Face à cette situation, Cadress Rungen estime que les autorités ne devraient pas se satisfaire de la quantité d’arrestations et de drogues saisies. Il insiste sur l’accompagnement des parents. Lakaz A, comme bon nombre d’ONG, fait face à un manque de personnel. Il déplore également que certains professionnels ne restent pas longtemps en raison des salaires, car ces ONG n’ont pas beaucoup de moyens. Mais grâce aux différentes aides que reçoit le centre, dont celle de la National Social Inclusion Foundation (NSIF), Lakaz A parvient tant bien que mal à apporter l’accompagnement et le soutien nécessaires à ses bénéficiaires.

Garder l’espérance malgré le désespoir

Engagé dans la lutte contre la drogue depuis bientôt un demi-siècle, Cadress Rungen révèle qu’il est parfois désespéré devant l’ampleur de la situation. L’ignorance et l’indifférence freinent le combat. 

On ne peut s’arrêter aux statistiques et évaluer le taux de réussite ou d’échec compte tenu du fait que le processus de réhabilitation, de réinsertion et de réintégration est un travail de longue haleine, fait-il comprendre. Cadress Rungen plaide également pour la prévention et éviter les rechutes.

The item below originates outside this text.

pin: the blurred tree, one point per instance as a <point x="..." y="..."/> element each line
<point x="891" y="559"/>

Cependant, grâce aux témoignages des mères qui, après le désespoir et le désarroi, arrivent à aimer de nouveau leurs enfants et à revivre leur vie, l’espoir renaît. « Cela peut sembler une goutte d’eau dans l’océan, mais c’est un commencement », dit-il. Cadress Rungen, qui est aussi diacre, affirme qu’il est guidé par sa foi. Il puise également son soutien et son réconfort auprès de son épouse et de leurs deux enfants, qui sont aussi engagés que lui, ainsi que dans les retraites spirituelles.